Comment 5 Aleksandr Fedorov freebsd_committer 2021-04-21 15:24:35 UTC
To confirm the issue, simply start FreeBSD-13 in bhyve and call:
root:~ # tcpdump -i vtnet0
tcpdump: WARNING: vtnet0: That device doesn't support promiscuous mode
(BIOCPROMISC: Operation not supported)
tcpdump: verbose output suppressed, use -v or -vv for full protocol decode
listening on vtnet0, link-type EN10MB (Ethernet), capture size 262144 bytes
^C
0 packets captured
0 packets received by filter
0 packets dropped by kernel
Comment 6 Felix Palmen 2021-04-22 00:21:04 UTC
(In reply to Aleksandr Fedorov from comment #4)
> Technically, if the hypervisor doesn't support the VTNET_FLAG_CTRL_RX, then
> the interface is always in PROMISC mode.
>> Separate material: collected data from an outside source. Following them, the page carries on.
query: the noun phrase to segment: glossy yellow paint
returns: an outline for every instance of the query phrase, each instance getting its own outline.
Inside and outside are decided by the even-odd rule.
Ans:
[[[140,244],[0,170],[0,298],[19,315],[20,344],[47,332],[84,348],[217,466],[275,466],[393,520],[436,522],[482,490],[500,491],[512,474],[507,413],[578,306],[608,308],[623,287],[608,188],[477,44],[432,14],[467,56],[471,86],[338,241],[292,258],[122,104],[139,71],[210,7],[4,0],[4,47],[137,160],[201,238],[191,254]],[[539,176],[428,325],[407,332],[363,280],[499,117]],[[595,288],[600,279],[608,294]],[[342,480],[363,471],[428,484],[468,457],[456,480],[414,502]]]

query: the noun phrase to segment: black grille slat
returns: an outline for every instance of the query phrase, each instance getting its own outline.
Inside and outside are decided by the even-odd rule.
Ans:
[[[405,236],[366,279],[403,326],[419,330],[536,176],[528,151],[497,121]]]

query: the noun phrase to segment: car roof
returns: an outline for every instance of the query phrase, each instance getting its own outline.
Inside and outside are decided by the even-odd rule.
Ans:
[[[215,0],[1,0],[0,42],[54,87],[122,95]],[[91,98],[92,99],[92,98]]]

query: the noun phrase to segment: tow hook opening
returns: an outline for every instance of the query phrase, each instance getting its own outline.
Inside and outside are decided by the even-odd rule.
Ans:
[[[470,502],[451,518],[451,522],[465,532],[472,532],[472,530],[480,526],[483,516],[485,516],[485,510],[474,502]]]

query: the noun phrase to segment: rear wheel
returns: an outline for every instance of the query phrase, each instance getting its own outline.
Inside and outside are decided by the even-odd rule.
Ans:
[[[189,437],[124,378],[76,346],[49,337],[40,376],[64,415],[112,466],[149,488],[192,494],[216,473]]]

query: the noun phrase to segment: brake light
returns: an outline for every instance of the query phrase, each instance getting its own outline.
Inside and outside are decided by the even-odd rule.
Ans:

This is confirmed by my observation that adding the interface to the bridge while it's down and bringing it up afterwards results in correct operation of the bridge, in bhyve. This clumsy workaround also makes tcpdump work fine.
Comment 7 Felix Palmen 2021-05-13 01:07:18 UTC
Sorry for the confusion with the FreeBSD version, I must have misused the bugzilla UI somehow… putting it on 13.0-RELEASE now that this choice is available, as this release is definitely affected.